欧州で2024年に発売されたモデルが1台3万ユーロで、日本円で約490万円で販売されてます。
つまり、購入可能であり、悪用禁止、違法行為の使用は禁止と注意書きされているが、裏を返せば、悪用可能ということになります。
車両盗難のゲームボーイによる盗難手口
ゲームボーイによる盗難手口は、車から発している信号を利用して、キー情報を引き出して、純正キーと同じように車体からコピーすることで、ドアを解錠したり、エンジンを始動することが可能です。
リレーアタックの場合、スマートキーからの微弱電波を拡幅させて行うため、スマートキーの電波が遮断されていれば盗難を防ぐことができます。
CANインベーダーの場合、フロントバンパー裏などのCAN信号にアクセルできる部分に接続し、ドアの解錠からエンジン始動を行うため、時間がかかります。
ゲームボーイの場合、早ければ1~2分で車が盗まれてしまいます。
ゲームボーイによる盗難防止対策
純正のセキュリティやCANインベーダー対策の盗難防止用品も無意味であり、ランドクルーザー300に採用されている純正の指紋認証システムも全く無意味です。
芸能人や国会議員の愛車が盗まれたことで話題になりましたが、おそらくゲームボーイによる盗難と予想されています。
社外品のカーセキュリティが唯一の対策
純正のCAN信号、イモビライザーと別の回路で盗難防止装置を作動させる社外品のカーセキュリティを取付けることが唯一の対策と考えられています。
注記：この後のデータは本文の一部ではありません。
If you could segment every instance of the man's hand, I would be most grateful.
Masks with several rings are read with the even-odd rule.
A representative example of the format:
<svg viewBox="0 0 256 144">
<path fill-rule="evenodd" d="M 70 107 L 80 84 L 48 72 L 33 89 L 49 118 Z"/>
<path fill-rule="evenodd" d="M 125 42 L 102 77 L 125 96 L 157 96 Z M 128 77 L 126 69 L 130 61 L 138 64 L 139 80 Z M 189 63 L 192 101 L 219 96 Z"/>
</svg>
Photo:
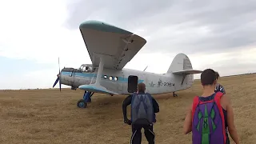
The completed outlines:
<svg viewBox="0 0 256 144">
<path fill-rule="evenodd" d="M 131 125 L 131 121 L 129 119 L 125 119 L 123 122 L 128 125 Z"/>
</svg>

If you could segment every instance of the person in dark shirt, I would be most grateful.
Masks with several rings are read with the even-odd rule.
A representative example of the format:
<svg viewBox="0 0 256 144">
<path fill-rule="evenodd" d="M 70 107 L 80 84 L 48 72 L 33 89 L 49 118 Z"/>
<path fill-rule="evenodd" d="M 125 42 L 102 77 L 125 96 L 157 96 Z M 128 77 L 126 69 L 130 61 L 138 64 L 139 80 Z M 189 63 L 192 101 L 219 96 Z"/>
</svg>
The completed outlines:
<svg viewBox="0 0 256 144">
<path fill-rule="evenodd" d="M 223 93 L 223 94 L 226 94 L 226 90 L 224 89 L 224 86 L 221 84 L 219 84 L 218 82 L 218 79 L 219 78 L 219 74 L 217 71 L 215 71 L 215 74 L 216 74 L 216 86 L 215 86 L 215 90 L 214 90 L 214 92 L 218 92 L 218 91 L 220 91 L 222 93 Z"/>
<path fill-rule="evenodd" d="M 123 113 L 123 118 L 124 118 L 124 122 L 131 125 L 132 126 L 132 137 L 130 140 L 130 143 L 132 144 L 140 144 L 142 142 L 142 132 L 141 130 L 143 127 L 144 128 L 144 133 L 145 136 L 149 142 L 149 144 L 154 144 L 154 133 L 153 131 L 153 124 L 156 122 L 156 118 L 155 118 L 155 113 L 159 112 L 159 106 L 156 100 L 148 93 L 145 93 L 146 90 L 146 85 L 144 83 L 139 83 L 138 85 L 138 92 L 134 93 L 134 94 L 129 95 L 125 98 L 125 100 L 122 102 L 122 113 Z M 140 98 L 138 98 L 138 97 L 140 96 Z M 137 98 L 135 98 L 137 97 Z M 148 99 L 150 98 L 152 102 L 149 103 L 147 101 L 144 101 L 144 99 Z M 147 114 L 152 114 L 152 118 L 150 120 L 146 120 L 145 118 L 135 118 L 137 117 L 140 117 L 141 115 L 144 115 L 142 114 L 138 114 L 138 110 L 140 109 L 141 106 L 131 106 L 131 117 L 134 119 L 136 120 L 130 120 L 127 118 L 127 114 L 126 114 L 126 107 L 129 105 L 136 105 L 138 103 L 143 103 L 142 105 L 145 106 L 147 105 L 147 108 L 144 110 L 153 110 L 152 114 L 150 111 L 146 112 Z M 147 103 L 146 103 L 147 102 Z M 134 111 L 133 111 L 134 110 Z M 134 115 L 134 113 L 136 114 L 139 115 Z M 148 116 L 147 118 L 150 118 L 151 115 Z"/>
</svg>

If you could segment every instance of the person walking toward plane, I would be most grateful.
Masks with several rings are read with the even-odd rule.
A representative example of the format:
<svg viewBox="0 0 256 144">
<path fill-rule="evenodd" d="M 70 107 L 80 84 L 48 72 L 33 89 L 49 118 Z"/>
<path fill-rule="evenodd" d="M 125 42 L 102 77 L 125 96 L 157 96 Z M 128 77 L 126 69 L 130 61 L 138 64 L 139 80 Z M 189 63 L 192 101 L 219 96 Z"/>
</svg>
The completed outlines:
<svg viewBox="0 0 256 144">
<path fill-rule="evenodd" d="M 215 74 L 216 74 L 216 86 L 215 86 L 214 91 L 215 92 L 220 91 L 220 92 L 223 93 L 223 94 L 226 94 L 224 86 L 218 82 L 219 74 L 217 71 L 215 71 Z"/>
<path fill-rule="evenodd" d="M 159 112 L 159 106 L 156 100 L 148 93 L 145 93 L 146 85 L 139 83 L 138 92 L 126 98 L 122 102 L 124 122 L 131 125 L 131 144 L 142 142 L 142 128 L 149 144 L 154 144 L 153 124 L 156 122 L 155 113 Z M 127 118 L 126 107 L 131 105 L 131 120 Z"/>
<path fill-rule="evenodd" d="M 229 134 L 236 144 L 238 135 L 234 122 L 234 112 L 230 100 L 223 93 L 214 92 L 216 74 L 206 69 L 201 74 L 203 92 L 194 98 L 186 114 L 183 133 L 192 131 L 193 144 L 229 144 Z"/>
</svg>

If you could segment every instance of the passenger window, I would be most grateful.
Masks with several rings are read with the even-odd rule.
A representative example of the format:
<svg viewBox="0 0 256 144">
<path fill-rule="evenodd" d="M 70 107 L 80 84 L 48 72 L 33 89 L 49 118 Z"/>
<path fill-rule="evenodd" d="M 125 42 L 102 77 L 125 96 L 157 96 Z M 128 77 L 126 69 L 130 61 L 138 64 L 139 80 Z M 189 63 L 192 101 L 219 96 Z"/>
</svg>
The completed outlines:
<svg viewBox="0 0 256 144">
<path fill-rule="evenodd" d="M 118 77 L 114 77 L 114 79 L 115 81 L 118 81 Z"/>
</svg>

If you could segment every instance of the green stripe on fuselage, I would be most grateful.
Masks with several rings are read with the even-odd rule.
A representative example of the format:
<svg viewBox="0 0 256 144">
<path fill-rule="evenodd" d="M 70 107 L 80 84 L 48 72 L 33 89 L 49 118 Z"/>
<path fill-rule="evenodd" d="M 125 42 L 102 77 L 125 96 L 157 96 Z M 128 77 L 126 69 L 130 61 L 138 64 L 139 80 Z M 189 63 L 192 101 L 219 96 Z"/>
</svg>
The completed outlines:
<svg viewBox="0 0 256 144">
<path fill-rule="evenodd" d="M 62 75 L 69 75 L 71 76 L 72 72 L 66 72 L 66 71 L 62 71 L 61 72 Z M 95 73 L 79 73 L 79 72 L 76 72 L 76 73 L 73 73 L 72 74 L 74 74 L 74 77 L 84 77 L 84 78 L 95 78 L 97 77 L 97 74 Z M 72 75 L 73 77 L 74 75 Z M 104 74 L 102 75 L 102 78 L 104 78 Z M 111 81 L 110 79 L 104 79 L 104 80 L 109 80 Z M 112 81 L 114 82 L 114 80 L 113 79 Z M 138 79 L 138 82 L 142 82 L 144 80 L 142 79 Z M 118 82 L 125 82 L 127 83 L 128 82 L 128 78 L 123 78 L 123 77 L 118 77 Z"/>
</svg>

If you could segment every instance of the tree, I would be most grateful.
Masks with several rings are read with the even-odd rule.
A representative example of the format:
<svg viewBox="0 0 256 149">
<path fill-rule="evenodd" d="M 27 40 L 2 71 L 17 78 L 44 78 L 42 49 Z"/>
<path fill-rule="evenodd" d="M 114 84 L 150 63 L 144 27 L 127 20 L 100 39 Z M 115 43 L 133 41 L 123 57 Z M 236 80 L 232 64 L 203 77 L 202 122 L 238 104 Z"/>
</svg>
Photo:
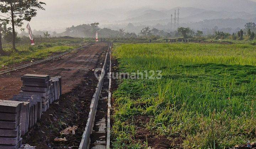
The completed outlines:
<svg viewBox="0 0 256 149">
<path fill-rule="evenodd" d="M 98 22 L 95 22 L 93 23 L 91 23 L 90 25 L 92 28 L 92 32 L 93 34 L 95 34 L 96 32 L 100 29 L 100 28 L 98 26 L 100 24 Z"/>
<path fill-rule="evenodd" d="M 190 29 L 189 27 L 185 28 L 183 27 L 180 27 L 178 28 L 177 29 L 178 32 L 181 34 L 184 38 L 187 38 L 188 37 L 187 34 L 191 33 L 193 32 L 193 31 Z"/>
<path fill-rule="evenodd" d="M 159 32 L 158 29 L 155 28 L 153 28 L 153 29 L 151 30 L 151 31 L 153 32 L 153 34 L 155 35 L 157 35 L 158 32 Z"/>
<path fill-rule="evenodd" d="M 48 34 L 48 31 L 46 31 L 46 33 L 44 32 L 44 37 L 48 38 L 50 36 L 50 34 Z"/>
<path fill-rule="evenodd" d="M 251 36 L 251 29 L 249 28 L 248 29 L 248 31 L 247 31 L 247 34 L 248 35 L 248 36 L 249 36 L 249 37 L 250 37 Z"/>
<path fill-rule="evenodd" d="M 250 29 L 251 30 L 252 30 L 256 28 L 256 24 L 255 23 L 251 22 L 246 23 L 245 25 L 245 27 L 247 30 Z"/>
<path fill-rule="evenodd" d="M 241 29 L 240 31 L 238 32 L 238 36 L 239 37 L 240 40 L 243 40 L 244 38 L 244 31 L 242 30 Z"/>
<path fill-rule="evenodd" d="M 235 34 L 234 33 L 233 33 L 233 34 L 232 34 L 232 39 L 235 40 L 236 40 L 236 36 Z"/>
<path fill-rule="evenodd" d="M 15 35 L 14 35 L 14 37 L 15 38 L 15 43 L 18 43 L 21 40 L 20 38 L 17 37 L 17 34 L 18 33 L 15 32 Z M 4 36 L 4 39 L 8 43 L 12 43 L 13 42 L 13 38 L 12 38 L 13 36 L 12 32 L 11 31 L 9 31 L 5 33 Z"/>
<path fill-rule="evenodd" d="M 121 29 L 119 29 L 119 32 L 120 32 L 120 34 L 121 34 L 121 36 L 123 36 L 124 34 L 124 29 L 122 28 Z"/>
<path fill-rule="evenodd" d="M 10 27 L 7 27 L 7 25 L 6 21 L 3 21 L 0 24 L 0 55 L 4 55 L 5 53 L 2 46 L 2 37 L 5 35 L 7 32 L 10 31 L 11 29 Z"/>
<path fill-rule="evenodd" d="M 2 13 L 0 21 L 5 21 L 11 23 L 12 29 L 12 49 L 17 51 L 15 47 L 15 26 L 21 27 L 23 21 L 30 21 L 36 16 L 37 9 L 45 10 L 42 6 L 46 5 L 37 0 L 1 0 L 0 12 Z"/>
<path fill-rule="evenodd" d="M 203 34 L 203 32 L 201 31 L 197 31 L 197 33 L 196 34 L 196 36 L 197 37 L 201 37 Z"/>
<path fill-rule="evenodd" d="M 140 34 L 144 36 L 148 36 L 151 34 L 151 30 L 148 26 L 144 27 L 140 31 Z"/>
<path fill-rule="evenodd" d="M 214 32 L 215 34 L 215 39 L 219 39 L 224 38 L 224 33 L 223 32 L 220 32 L 219 31 Z"/>
<path fill-rule="evenodd" d="M 254 32 L 252 32 L 250 35 L 250 40 L 254 40 L 255 38 L 255 34 Z"/>
</svg>

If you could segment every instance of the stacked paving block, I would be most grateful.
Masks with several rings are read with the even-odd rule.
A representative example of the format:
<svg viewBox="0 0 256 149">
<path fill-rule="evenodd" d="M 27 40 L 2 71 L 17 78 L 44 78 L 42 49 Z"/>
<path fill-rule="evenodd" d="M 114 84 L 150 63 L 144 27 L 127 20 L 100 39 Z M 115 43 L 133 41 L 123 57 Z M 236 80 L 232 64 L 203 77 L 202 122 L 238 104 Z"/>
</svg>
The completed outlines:
<svg viewBox="0 0 256 149">
<path fill-rule="evenodd" d="M 59 99 L 62 94 L 61 77 L 57 76 L 52 78 L 52 81 L 53 95 L 55 96 L 54 100 Z"/>
<path fill-rule="evenodd" d="M 17 149 L 22 143 L 20 123 L 27 111 L 22 102 L 0 100 L 0 148 Z M 25 116 L 23 116 L 25 115 Z"/>
<path fill-rule="evenodd" d="M 51 93 L 52 81 L 50 76 L 27 74 L 21 77 L 23 85 L 20 94 L 36 95 L 41 97 L 42 111 L 46 112 L 49 109 L 49 95 Z"/>
<path fill-rule="evenodd" d="M 24 106 L 25 105 L 28 109 L 27 118 L 22 123 L 22 135 L 23 135 L 28 132 L 29 128 L 33 127 L 41 118 L 42 114 L 41 97 L 37 95 L 20 94 L 14 96 L 11 100 L 24 102 Z"/>
</svg>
加藤電機の「ホーネット」や「バイパー」シリーズ、ユピテルの「ゴルゴ」や「パンテーラ」シリーズなどで愛車を守る対策が有効です。
ランドクルーザー300専用バイパーセキュリティシステムで475,000円(取付け費用、税込)
レクサスLX570専用カーセキュリティシステムで360,000円(取付け費用、税込)
アルファード・ヴェルファイア専用カーセキュリティシステムで169,800円(取付け費用、税込)
純正イモビライザーに連動していますので、普段通りの使い方でスマートキーが使用可能で、特別な操作はいりません。
不正なアクセスやエンジン始動、ボンネットのこじ開け、レッカー移動による傾斜を検知します。
物理的な、ハンドルロックや、ホイールロックも有効ですが、破壊されてしまえば無意味になります。
まとめ
ゲームボーイは、キーエミュレーターであり、本来はメーカーが鍵の複製に使用したり緊急時の鍵開け対応に使用する端末です。
車からの信号を読み取るだけで、ドアの解錠やエンジン始動ができるため、最恐の車盗難手口です。